By Nancy Maas, Editor-in-Chief,

The FCC recently unveiled its National Broadband Plan to Congress outlining specific recommendations for policy makers to work on over the next decade to ensure that every American and business has access to affordable mobile broadband. Congress asked the FCC to come up with a comprehensive plan to expand broadband access throughout the nation with the hopes of increasing economic growth, jobs, global competitiveness, thus improving life quality.

The report sited that 35% of adult Americans lack high-speed Internet access at home; and those of us who do have it are experiencing much slower speeds than users in other nations. This statistic caught me by surprise since by the FCC's own account, the number of Americans who have broadband at home has grown from eight million in 2000 to almost 200 million in 2009.

According to FCC Chairman Julius Benachoski, the plan sets ambitious but achievable goals, including 1-gigabit connections to every community; affordable 100 megabits broadband to 100 million households; and raising adoption from 65% to 90%, heading to 100%. The plan also commits the United States to global leadership in mobile innovation, with the fastest and most extensive wireless networks of any nation. That's a pretty tall order by any standard.

After reading an Executive Summary of the plan, I felt some critical issues were left rather ambiguous. For example, where is this additional spectrum coming from? Who is going to pay for these increased services? And will there still be enough spectrum left over to sustain the current and future growth of mobile data consumption? Right now the FCC has only 50 MHz of spectrum in inventory. If enacted, the National Broadband Plan will free up 500 MHz of spectrum over the next decade, of which 300 MHz will be made available for mobile within the next five years.

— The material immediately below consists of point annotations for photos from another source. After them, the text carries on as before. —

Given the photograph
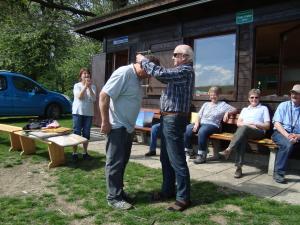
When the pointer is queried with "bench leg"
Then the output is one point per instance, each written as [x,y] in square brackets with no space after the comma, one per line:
[216,147]
[56,154]
[28,145]
[15,143]
[271,165]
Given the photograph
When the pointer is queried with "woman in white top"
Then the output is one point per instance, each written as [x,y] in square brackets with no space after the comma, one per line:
[252,123]
[83,109]
[208,122]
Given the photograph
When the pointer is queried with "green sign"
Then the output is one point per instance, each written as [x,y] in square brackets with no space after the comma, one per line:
[243,17]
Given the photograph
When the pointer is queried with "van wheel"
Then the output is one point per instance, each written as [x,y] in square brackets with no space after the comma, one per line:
[53,111]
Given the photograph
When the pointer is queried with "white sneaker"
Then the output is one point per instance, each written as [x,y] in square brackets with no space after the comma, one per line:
[121,205]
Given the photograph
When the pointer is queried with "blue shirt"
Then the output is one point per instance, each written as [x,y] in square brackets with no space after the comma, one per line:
[178,93]
[288,115]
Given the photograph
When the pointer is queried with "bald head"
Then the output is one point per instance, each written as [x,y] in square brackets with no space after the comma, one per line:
[187,52]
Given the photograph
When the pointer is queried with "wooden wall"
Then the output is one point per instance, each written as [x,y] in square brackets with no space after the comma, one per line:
[222,20]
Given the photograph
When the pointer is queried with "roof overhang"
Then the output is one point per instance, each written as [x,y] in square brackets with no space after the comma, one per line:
[102,26]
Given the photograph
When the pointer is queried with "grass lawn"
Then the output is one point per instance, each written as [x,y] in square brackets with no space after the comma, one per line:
[75,194]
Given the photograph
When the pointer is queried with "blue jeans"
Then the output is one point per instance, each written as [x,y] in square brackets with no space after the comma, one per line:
[82,125]
[172,157]
[285,148]
[118,149]
[204,132]
[155,133]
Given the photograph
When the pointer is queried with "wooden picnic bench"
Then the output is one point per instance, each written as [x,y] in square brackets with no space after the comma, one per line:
[25,141]
[142,130]
[227,136]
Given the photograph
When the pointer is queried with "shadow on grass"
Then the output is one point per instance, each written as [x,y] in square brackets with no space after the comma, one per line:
[202,193]
[96,162]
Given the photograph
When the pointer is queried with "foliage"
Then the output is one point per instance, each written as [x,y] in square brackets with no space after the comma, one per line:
[36,38]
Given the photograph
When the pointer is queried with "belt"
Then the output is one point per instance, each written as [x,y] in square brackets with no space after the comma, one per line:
[174,113]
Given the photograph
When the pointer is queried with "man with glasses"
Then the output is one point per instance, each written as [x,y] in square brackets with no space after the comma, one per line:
[120,101]
[175,103]
[286,132]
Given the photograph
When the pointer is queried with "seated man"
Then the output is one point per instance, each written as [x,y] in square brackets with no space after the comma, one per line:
[155,133]
[286,132]
[208,122]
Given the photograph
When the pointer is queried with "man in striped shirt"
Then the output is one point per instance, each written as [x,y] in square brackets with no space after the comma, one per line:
[175,103]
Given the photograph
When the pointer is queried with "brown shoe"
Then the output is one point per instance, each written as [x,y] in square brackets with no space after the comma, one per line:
[225,153]
[238,173]
[179,206]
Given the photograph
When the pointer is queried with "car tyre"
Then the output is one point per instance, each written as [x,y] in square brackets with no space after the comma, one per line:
[53,111]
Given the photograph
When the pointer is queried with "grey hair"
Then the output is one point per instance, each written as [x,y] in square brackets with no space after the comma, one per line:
[255,92]
[188,52]
[215,89]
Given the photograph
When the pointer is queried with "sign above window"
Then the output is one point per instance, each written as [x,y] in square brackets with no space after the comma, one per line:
[120,40]
[244,17]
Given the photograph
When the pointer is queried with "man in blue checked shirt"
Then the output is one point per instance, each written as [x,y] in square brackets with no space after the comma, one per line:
[175,103]
[286,132]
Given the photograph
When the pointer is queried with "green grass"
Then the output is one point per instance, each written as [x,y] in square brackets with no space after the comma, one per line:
[83,185]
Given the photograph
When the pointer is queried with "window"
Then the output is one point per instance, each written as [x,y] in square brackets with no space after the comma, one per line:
[215,63]
[3,83]
[277,65]
[25,85]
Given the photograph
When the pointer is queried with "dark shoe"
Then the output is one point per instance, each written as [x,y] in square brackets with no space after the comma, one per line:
[200,159]
[86,156]
[150,153]
[75,157]
[179,206]
[128,198]
[279,178]
[238,173]
[120,205]
[159,196]
[225,153]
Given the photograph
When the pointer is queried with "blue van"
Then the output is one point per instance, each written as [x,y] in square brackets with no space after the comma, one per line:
[22,96]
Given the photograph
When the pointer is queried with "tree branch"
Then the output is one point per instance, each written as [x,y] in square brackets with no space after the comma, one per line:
[53,5]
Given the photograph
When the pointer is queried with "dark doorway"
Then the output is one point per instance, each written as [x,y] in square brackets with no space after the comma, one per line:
[277,65]
[114,61]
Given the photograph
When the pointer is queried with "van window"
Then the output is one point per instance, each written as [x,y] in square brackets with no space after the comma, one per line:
[25,85]
[3,83]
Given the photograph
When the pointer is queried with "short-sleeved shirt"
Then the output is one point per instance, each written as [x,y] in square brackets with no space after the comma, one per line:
[84,106]
[288,115]
[214,113]
[257,115]
[124,89]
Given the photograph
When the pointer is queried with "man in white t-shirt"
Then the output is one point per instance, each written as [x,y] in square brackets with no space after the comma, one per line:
[120,101]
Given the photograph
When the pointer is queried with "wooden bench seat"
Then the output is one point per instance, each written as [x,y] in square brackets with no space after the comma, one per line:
[25,142]
[227,136]
[146,130]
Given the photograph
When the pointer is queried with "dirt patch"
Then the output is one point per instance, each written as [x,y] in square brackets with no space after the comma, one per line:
[219,220]
[233,208]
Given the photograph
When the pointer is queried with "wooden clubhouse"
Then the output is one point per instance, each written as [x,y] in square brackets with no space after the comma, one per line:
[238,45]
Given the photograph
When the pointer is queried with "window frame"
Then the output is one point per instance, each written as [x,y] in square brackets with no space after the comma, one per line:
[227,97]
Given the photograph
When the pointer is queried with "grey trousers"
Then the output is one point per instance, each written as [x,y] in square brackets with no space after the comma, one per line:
[118,149]
[240,140]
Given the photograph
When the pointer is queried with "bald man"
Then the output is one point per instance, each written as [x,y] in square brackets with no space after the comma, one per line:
[175,103]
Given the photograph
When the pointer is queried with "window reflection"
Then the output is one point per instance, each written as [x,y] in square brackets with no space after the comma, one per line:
[215,63]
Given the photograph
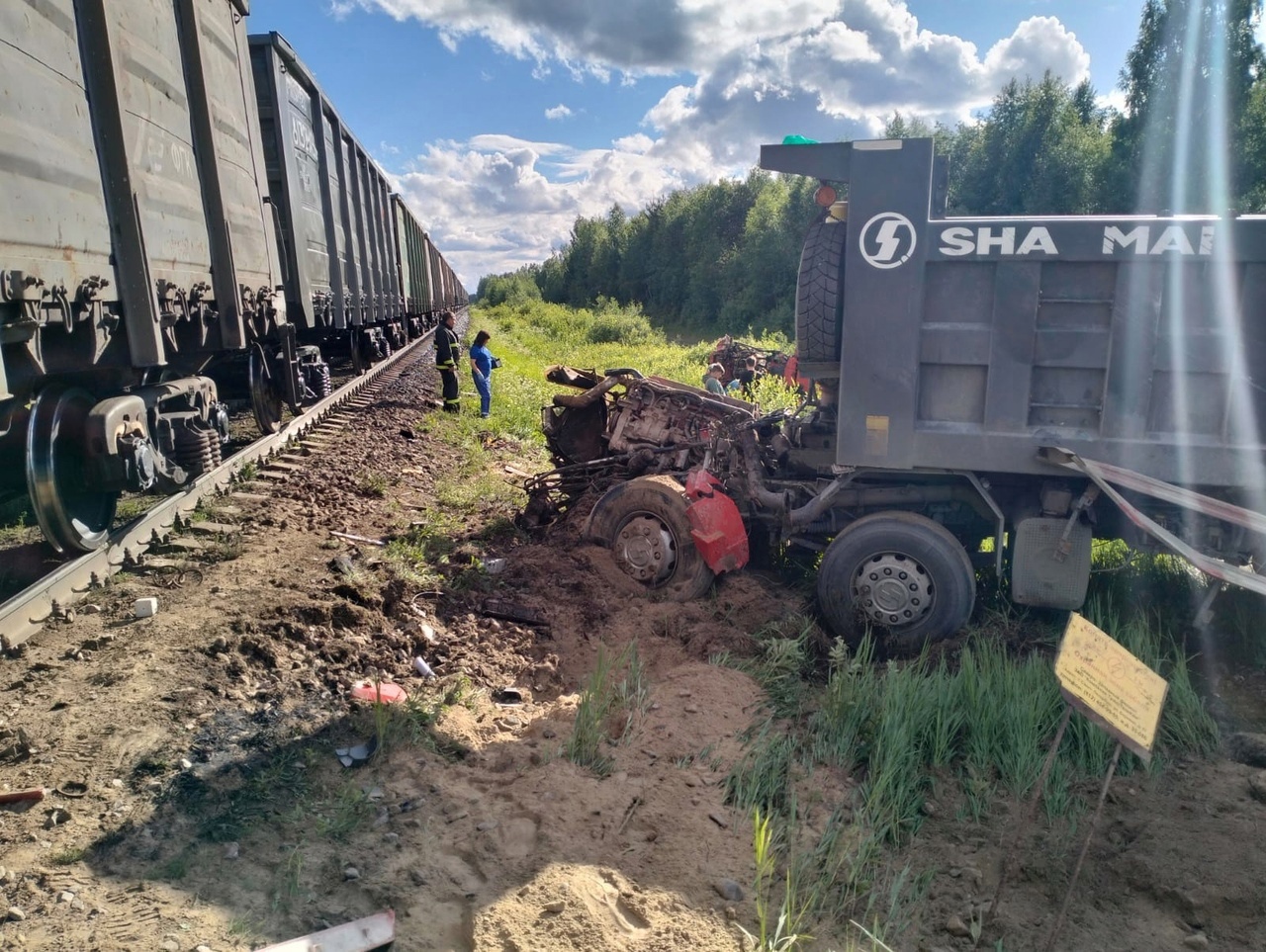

There lies the rub. One of the most controversial issues is the proposed reallocation of wireless spectrum. The report recommends that the FCC reallocate about 20 MHz of underutilized government spectrum and also recommends that the agency reallocates about 120 MHz of spectrum from TV broadcasters. The plan proposes incentives to encourage TV broadcasters to re-auction their licenses or voluntarily giving up a large portion of the spectrum. They're kidding right?

The unveiling of this plan is only the first step in laying the ground work for expanding affordable broadband access; and I agree it is a necessary one. These initiatives will stimulate economic growth and job creation. Hopefully they will also increase opportunities to improve education, healthcare, homeland security and reduce our energy consumption. There is a tremendous amount to gain, but it will still come with a hefty price tag for private industry and taxpayers. The best thing lawmakers can do to ensure that this plan will succeed is to be realistic about their goals and keep the process as transparent as possible.